The limitation to take cognizance on a complaint after a period of one year asper Section 486 of the CrPC is not applicable to complaints of continued cause of action. This was decreed by the High Court of Chhattisgarh by the Hon’ble Shri Justice Narendra Kumar Vyas in the case of Mohd. Fahim Shekhani and Ors. Vs. Amrin Bano [CRMP No. 549 of 2021] on the 30th of June 2021.
The brief facts of the case are, the petitioner and respondent got married on 22.01.2015 asper the Muslim Law. The respondent was harassed and was meted with cruelty by the petitioners and thus, the respondent filed a complaint under Section 498A of the Indian Penal Code. In 2018, she filed a complaint stating that she was suffering from domestic violence by the petitioners and claimed for a restraining order, monetary relief and custody of the child. The magistrate took cognizance of the offence and issued a notice to the petitioners. The petitioners however, filed an application under Section 203 of the Cr.P.C. for dismissal of the complaint as it is barred by limitation mainly contending that the respondent has deserted matrimonial house of the petitioners on 04.04.2017, whereas she has filed present complaint on 27.10.2018 i.e., after lapse of one year and six months, therefore, it is barred by limitation as per Section 468 of the Cr.P.C. The respondent replied to this application contending that it is a continued cause of action and thus Section 468 will not apply. The trial court dismissed the application on the grounds contended by the respondent. This was challenged by the petitioners in the present petition filed before the hon’ble court.
The learned counsel for the petitioner submitted that trial court has committed irregularity and illegality in passing the impugned order, which is liable to be quashed by this Court exercising inherent power under Section 482 of Cr.P.C. As per this section, cognizance on the complaint after period of one year cannot be taken by the Judicial Magistrate as punishment has been provided in this Act is less than one year, therefore, the complaint is barred by limitation and the same is liable to be rejected. However, the counsel for the respondents contended that this was a ‘continued offence’ and thus the period of limitation of one year, would not be effective in the current case.

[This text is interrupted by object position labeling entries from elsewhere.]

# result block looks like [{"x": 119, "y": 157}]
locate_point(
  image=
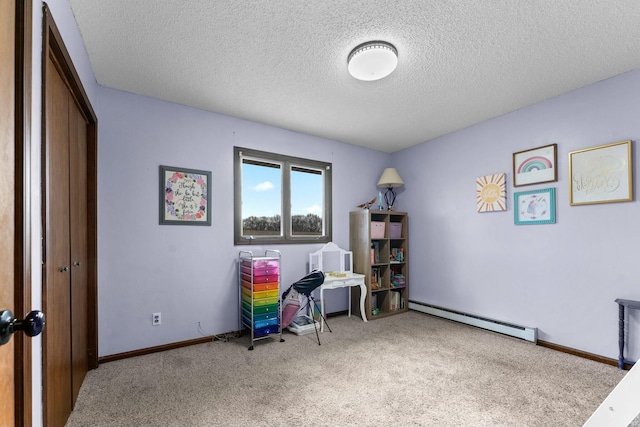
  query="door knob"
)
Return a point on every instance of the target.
[{"x": 31, "y": 325}]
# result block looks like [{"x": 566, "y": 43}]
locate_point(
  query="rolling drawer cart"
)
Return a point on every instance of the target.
[{"x": 259, "y": 290}]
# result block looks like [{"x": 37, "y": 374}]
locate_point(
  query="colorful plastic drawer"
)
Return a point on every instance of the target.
[
  {"x": 265, "y": 301},
  {"x": 260, "y": 263},
  {"x": 260, "y": 286},
  {"x": 246, "y": 306},
  {"x": 260, "y": 279},
  {"x": 267, "y": 330},
  {"x": 266, "y": 309},
  {"x": 264, "y": 323},
  {"x": 259, "y": 302},
  {"x": 274, "y": 293},
  {"x": 265, "y": 316},
  {"x": 270, "y": 271}
]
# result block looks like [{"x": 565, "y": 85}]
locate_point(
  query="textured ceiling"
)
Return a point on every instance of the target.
[{"x": 284, "y": 62}]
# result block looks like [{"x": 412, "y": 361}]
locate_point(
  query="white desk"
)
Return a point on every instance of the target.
[{"x": 334, "y": 282}]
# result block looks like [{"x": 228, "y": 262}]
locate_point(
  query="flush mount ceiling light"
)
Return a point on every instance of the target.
[{"x": 372, "y": 60}]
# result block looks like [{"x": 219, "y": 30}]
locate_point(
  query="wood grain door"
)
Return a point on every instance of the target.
[
  {"x": 7, "y": 202},
  {"x": 78, "y": 209},
  {"x": 69, "y": 202},
  {"x": 57, "y": 292}
]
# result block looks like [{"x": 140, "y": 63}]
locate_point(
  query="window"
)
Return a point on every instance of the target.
[{"x": 280, "y": 199}]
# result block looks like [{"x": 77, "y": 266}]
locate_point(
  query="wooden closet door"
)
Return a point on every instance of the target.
[
  {"x": 7, "y": 203},
  {"x": 79, "y": 246},
  {"x": 57, "y": 294}
]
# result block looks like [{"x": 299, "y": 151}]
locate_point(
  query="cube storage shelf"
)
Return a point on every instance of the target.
[
  {"x": 380, "y": 245},
  {"x": 259, "y": 289}
]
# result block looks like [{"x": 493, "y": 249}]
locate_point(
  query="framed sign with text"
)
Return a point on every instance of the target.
[{"x": 184, "y": 196}]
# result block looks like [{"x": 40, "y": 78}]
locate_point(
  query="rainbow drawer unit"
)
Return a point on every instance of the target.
[{"x": 259, "y": 292}]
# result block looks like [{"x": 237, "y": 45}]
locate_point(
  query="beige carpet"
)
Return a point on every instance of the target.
[{"x": 406, "y": 370}]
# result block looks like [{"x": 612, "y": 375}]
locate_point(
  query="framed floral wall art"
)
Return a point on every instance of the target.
[
  {"x": 184, "y": 196},
  {"x": 491, "y": 193},
  {"x": 601, "y": 174},
  {"x": 535, "y": 165},
  {"x": 535, "y": 206}
]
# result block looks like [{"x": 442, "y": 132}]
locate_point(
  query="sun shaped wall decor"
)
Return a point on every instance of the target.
[{"x": 491, "y": 193}]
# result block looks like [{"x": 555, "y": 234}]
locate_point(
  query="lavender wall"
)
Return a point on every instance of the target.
[
  {"x": 562, "y": 278},
  {"x": 189, "y": 273}
]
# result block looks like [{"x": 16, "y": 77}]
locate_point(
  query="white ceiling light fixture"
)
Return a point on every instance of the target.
[{"x": 372, "y": 60}]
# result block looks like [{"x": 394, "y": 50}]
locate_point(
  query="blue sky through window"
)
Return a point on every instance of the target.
[{"x": 262, "y": 191}]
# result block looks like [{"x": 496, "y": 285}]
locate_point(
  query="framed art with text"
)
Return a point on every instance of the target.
[
  {"x": 535, "y": 165},
  {"x": 535, "y": 206},
  {"x": 184, "y": 196},
  {"x": 601, "y": 174}
]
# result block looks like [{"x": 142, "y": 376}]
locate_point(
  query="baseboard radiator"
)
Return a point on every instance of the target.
[{"x": 522, "y": 332}]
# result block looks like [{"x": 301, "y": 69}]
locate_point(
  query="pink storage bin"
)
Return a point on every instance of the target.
[
  {"x": 377, "y": 230},
  {"x": 260, "y": 279},
  {"x": 260, "y": 263},
  {"x": 269, "y": 271},
  {"x": 395, "y": 230}
]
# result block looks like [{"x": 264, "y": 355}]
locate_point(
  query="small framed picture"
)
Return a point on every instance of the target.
[
  {"x": 535, "y": 206},
  {"x": 184, "y": 196},
  {"x": 491, "y": 193},
  {"x": 535, "y": 165},
  {"x": 601, "y": 174}
]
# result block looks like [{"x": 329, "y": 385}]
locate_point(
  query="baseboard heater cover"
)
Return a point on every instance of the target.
[{"x": 522, "y": 332}]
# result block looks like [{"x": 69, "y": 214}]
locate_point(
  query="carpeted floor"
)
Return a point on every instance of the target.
[{"x": 406, "y": 370}]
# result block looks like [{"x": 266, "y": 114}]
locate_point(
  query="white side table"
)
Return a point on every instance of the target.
[{"x": 335, "y": 282}]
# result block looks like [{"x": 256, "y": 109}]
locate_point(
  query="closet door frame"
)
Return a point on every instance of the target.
[{"x": 53, "y": 47}]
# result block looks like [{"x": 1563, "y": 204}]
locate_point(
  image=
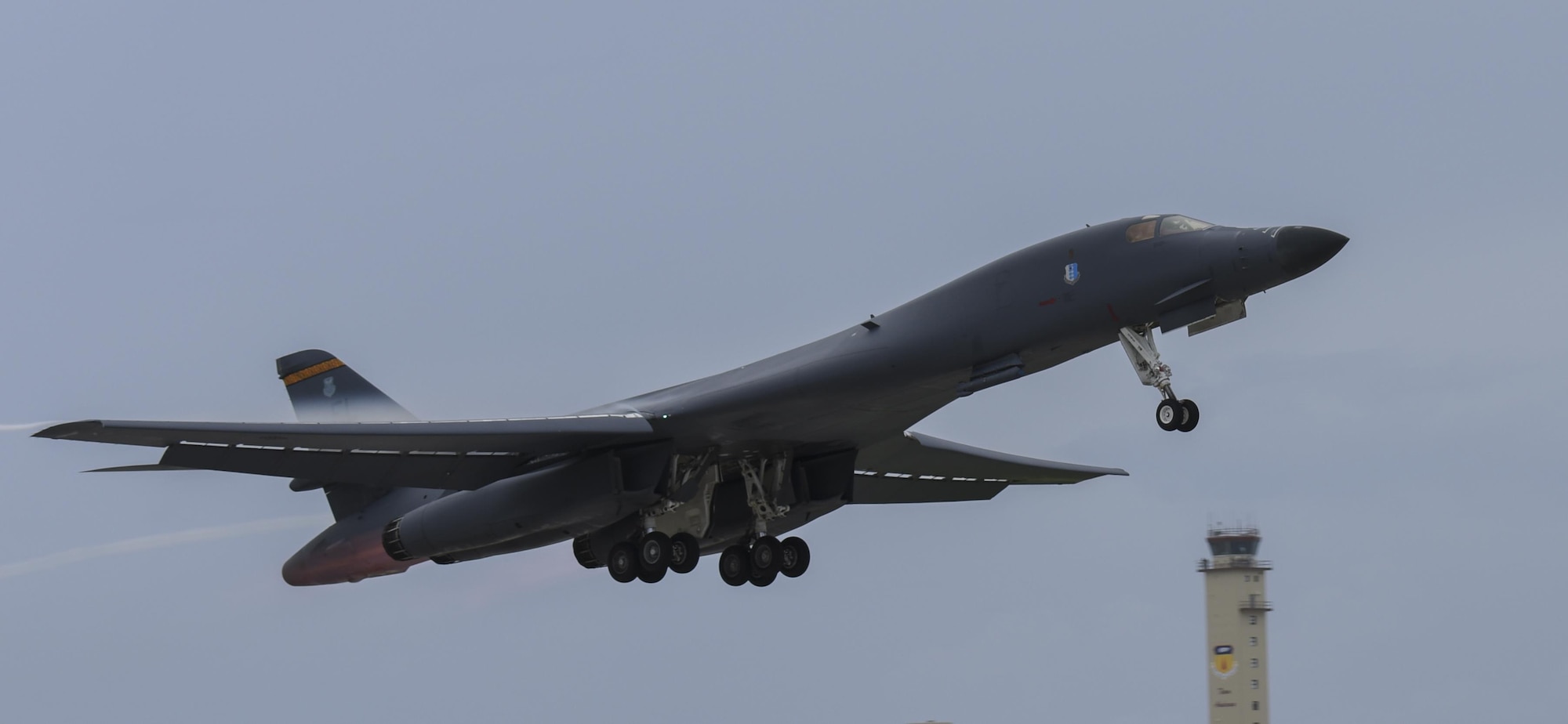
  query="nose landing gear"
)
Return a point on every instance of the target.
[{"x": 1172, "y": 413}]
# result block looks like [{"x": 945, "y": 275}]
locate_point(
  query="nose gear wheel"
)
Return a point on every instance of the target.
[{"x": 1172, "y": 414}]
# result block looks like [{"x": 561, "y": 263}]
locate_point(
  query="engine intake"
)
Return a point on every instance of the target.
[{"x": 550, "y": 505}]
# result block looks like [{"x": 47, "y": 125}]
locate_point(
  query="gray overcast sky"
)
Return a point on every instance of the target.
[{"x": 498, "y": 211}]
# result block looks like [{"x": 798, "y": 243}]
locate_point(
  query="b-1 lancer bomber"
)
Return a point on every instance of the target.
[{"x": 727, "y": 465}]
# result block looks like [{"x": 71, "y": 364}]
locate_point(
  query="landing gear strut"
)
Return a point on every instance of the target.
[
  {"x": 758, "y": 559},
  {"x": 1172, "y": 413}
]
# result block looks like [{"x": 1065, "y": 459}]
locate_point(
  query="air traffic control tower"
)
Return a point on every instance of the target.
[{"x": 1238, "y": 653}]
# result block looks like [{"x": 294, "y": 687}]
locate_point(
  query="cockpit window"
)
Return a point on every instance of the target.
[
  {"x": 1181, "y": 225},
  {"x": 1141, "y": 231}
]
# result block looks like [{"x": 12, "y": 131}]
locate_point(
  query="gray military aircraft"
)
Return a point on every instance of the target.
[{"x": 727, "y": 463}]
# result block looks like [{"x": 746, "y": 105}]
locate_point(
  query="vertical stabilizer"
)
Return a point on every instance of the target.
[{"x": 324, "y": 389}]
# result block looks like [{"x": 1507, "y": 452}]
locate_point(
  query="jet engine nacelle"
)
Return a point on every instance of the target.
[{"x": 550, "y": 505}]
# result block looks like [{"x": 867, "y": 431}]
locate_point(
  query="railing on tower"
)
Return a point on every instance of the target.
[{"x": 1235, "y": 563}]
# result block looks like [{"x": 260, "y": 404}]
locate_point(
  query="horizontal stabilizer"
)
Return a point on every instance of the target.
[{"x": 921, "y": 469}]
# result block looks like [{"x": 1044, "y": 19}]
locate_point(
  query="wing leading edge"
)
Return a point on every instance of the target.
[
  {"x": 452, "y": 455},
  {"x": 921, "y": 469}
]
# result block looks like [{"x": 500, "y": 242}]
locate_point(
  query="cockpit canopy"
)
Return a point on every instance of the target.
[{"x": 1164, "y": 226}]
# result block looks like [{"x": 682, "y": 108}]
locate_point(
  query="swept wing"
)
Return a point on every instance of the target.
[
  {"x": 923, "y": 469},
  {"x": 460, "y": 455}
]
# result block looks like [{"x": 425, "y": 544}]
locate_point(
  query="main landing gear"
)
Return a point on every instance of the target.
[
  {"x": 758, "y": 560},
  {"x": 1172, "y": 413},
  {"x": 763, "y": 562},
  {"x": 652, "y": 557}
]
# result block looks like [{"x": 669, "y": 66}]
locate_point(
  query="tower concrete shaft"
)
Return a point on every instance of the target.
[{"x": 1238, "y": 651}]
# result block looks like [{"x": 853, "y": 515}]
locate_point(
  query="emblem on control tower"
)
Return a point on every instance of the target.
[{"x": 1224, "y": 662}]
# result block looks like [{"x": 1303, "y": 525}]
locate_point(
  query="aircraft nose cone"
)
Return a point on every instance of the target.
[{"x": 1305, "y": 248}]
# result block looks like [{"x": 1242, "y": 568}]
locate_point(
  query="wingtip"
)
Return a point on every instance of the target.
[
  {"x": 76, "y": 430},
  {"x": 136, "y": 469}
]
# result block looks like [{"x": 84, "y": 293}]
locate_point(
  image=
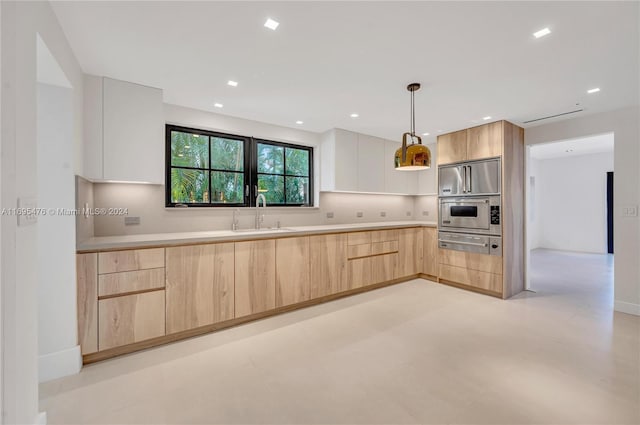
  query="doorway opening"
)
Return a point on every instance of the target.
[{"x": 569, "y": 223}]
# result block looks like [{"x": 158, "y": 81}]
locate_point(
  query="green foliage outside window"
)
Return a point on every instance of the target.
[{"x": 209, "y": 169}]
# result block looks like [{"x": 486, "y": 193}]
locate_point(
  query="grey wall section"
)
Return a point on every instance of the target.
[
  {"x": 625, "y": 124},
  {"x": 21, "y": 22}
]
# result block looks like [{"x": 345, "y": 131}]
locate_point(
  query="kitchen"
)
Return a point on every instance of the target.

The learned Judge heard the submissions of both the parties and proceeded to analyze the word ‘continued offence’ relying on the judgement by the Supreme Court in the case, Bhagirath Kanoria & others Vs. State of M.P (1984) 4 SCC 222 wherein, “A continuing offence is one which is susceptible of continuance and is distinguishable from the one which is committed once and for all. It is one of those offences which arises out of a failure to obey or comply with a rule or its requirement and which involves a penalty, the liability for which continues until the rule or its requirement is obeyed or complied with. On every occasion that such disobedience or non-compliance occurs and recurs, there is the offence committed. The distinction between the two kinds of offences is between an act or omission which constitutes an offence once and for all and an act or omission which continues and there- fore, constitutes a fresh offence every time or occasion on which it continues. In the case of a continuing offence, there is thus the ingredient of continuance of the offence which is absent in the case of an offence which takes place when an act or omission is committed once and for all.”
From the above mentioned proposition of law, the Hon’ble High Court upheld the order by trial court stating that, “it is quite clear that the reliefs sought by the respondent is of continued in nature as she has prayed for restraining petitioners from repetition of domestic violence, her entrance into matrimonial house where she was residing with respondent, monetary relief, custody of child and for grant of Compensation” and dismissed the petition observing no illegality or irregularity committed by the trial court.